The basic unit of computation in a neural network is the neuron, often called a node or unit. It receives input from some other nodes, or from an external source and computes an output. Each input has an associated weight (w), which is assigned on the basis of its relative importance to other inputs. The node applies a function (defined below) to the weighted sum of its inputs as shown in Figure 1 below:

Screen Shot 2016-08-09 at 3.42.21 AM.png

Figure 1: a single neuron

The above network takes numerical inputs X1 and X2 and has weights w1 and w2 associated with those inputs. Additionally, there is another input 1 with weight b (called the Bias) associated with it. We will learn more details about role of the bias later.

The output Y from the neuron is computed as shown in the Figure 1. The function is non-linear and is called the Activation Function. The purpose of the activation function is to introduce non-linearity into the output of a neuron. This is important because most real world data is non linear and we want neurons to learn these non linear representations.

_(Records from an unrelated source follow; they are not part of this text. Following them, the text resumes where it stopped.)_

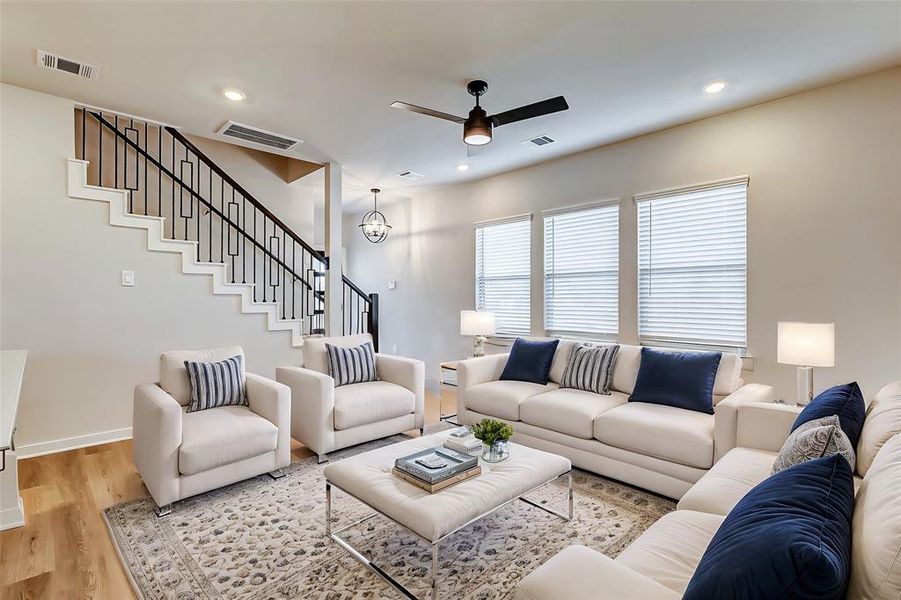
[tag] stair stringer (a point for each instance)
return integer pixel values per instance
(157, 242)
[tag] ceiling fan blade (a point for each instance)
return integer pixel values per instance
(545, 107)
(427, 111)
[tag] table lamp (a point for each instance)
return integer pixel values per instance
(807, 345)
(477, 323)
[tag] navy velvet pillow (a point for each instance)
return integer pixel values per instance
(844, 401)
(789, 537)
(680, 379)
(530, 361)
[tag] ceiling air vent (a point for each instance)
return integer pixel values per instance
(538, 142)
(262, 137)
(67, 65)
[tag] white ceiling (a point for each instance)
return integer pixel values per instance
(326, 72)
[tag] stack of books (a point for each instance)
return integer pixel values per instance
(462, 440)
(436, 468)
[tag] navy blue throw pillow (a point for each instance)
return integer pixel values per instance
(680, 379)
(530, 361)
(844, 401)
(789, 537)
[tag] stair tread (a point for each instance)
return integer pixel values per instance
(159, 242)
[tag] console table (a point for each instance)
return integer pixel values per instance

Every activation function (or non-linearity) takes a single number and performs a certain fixed mathematical operation on it [2]. There are several activation functions you may encounter in practice:

  • Sigmoid: takes a real-valued input and squashes it to range between 0 and 1

σ(x) = 1 / (1 + exp(−x))

  • tanh: takes a real-valued input and squashes it to the range [-1, 1]

tanh(x) = 2σ(2x) − 1

  • ReLU: ReLU stands for Rectified Linear Unit. It takes a real-valued input and thresholds it at zero (replaces negative values with zero)

f(x) = max(0, x)

The below figures [2]  show each of the above activation functions.

Screen Shot 2016-08-08 at 11.53.41 AMFigure 2: different activation functions

Importance of Bias: The main function of Bias is to provide every node with a trainable constant value (in addition to the normal inputs that the node receives). See this link to learn more about the role of bias in a neuron.

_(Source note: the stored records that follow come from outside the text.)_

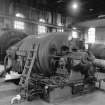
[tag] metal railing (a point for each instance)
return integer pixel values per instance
(2, 55)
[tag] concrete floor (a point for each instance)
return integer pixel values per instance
(8, 91)
(96, 98)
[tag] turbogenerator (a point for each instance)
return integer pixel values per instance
(58, 63)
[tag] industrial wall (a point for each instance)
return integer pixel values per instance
(53, 20)
(99, 35)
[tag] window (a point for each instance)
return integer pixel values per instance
(60, 30)
(74, 34)
(19, 25)
(19, 15)
(41, 28)
(91, 35)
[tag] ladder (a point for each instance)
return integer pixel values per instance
(24, 80)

Feedforward Neural Network

The feedforward neural network was the first and simplest type of artificial neural network devised [3]. It contains multiple neurons (nodes) arranged in layers. Nodes from adjacent layers have connections or edges between them. All these connections have weights associated with them.

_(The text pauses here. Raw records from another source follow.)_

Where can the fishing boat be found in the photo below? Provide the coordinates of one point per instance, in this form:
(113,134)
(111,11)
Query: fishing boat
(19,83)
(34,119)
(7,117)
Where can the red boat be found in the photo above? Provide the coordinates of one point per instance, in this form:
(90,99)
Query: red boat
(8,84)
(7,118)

An example of a feedforward neural network is shown in Figure 3.

Screen Shot 2016-08-09 at 4.19.50 AM.png

Figure 3: an example of feedforward neural network

A feedforward neural network can consist of three types of nodes:

  1. Input Nodes – The Input nodes provide information from the outside world to the network and are together referred to as the “Input Layer”. No computation is performed in any of the Input nodes – they just pass on the information to the hidden nodes.
  2. Hidden Nodes – The Hidden nodes have no direct connection with the outside world (hence the name “hidden”). They perform computations and transfer information from the input nodes to the output nodes. A collection of hidden nodes forms a “Hidden Layer”. While a feedforward network will only have a single input layer and a single output layer, it can have zero or multiple Hidden Layers.
  3. Output Nodes – The Output nodes are collectively referred to as the “Output Layer” and are responsible for computations and transferring information from the network to the outside world.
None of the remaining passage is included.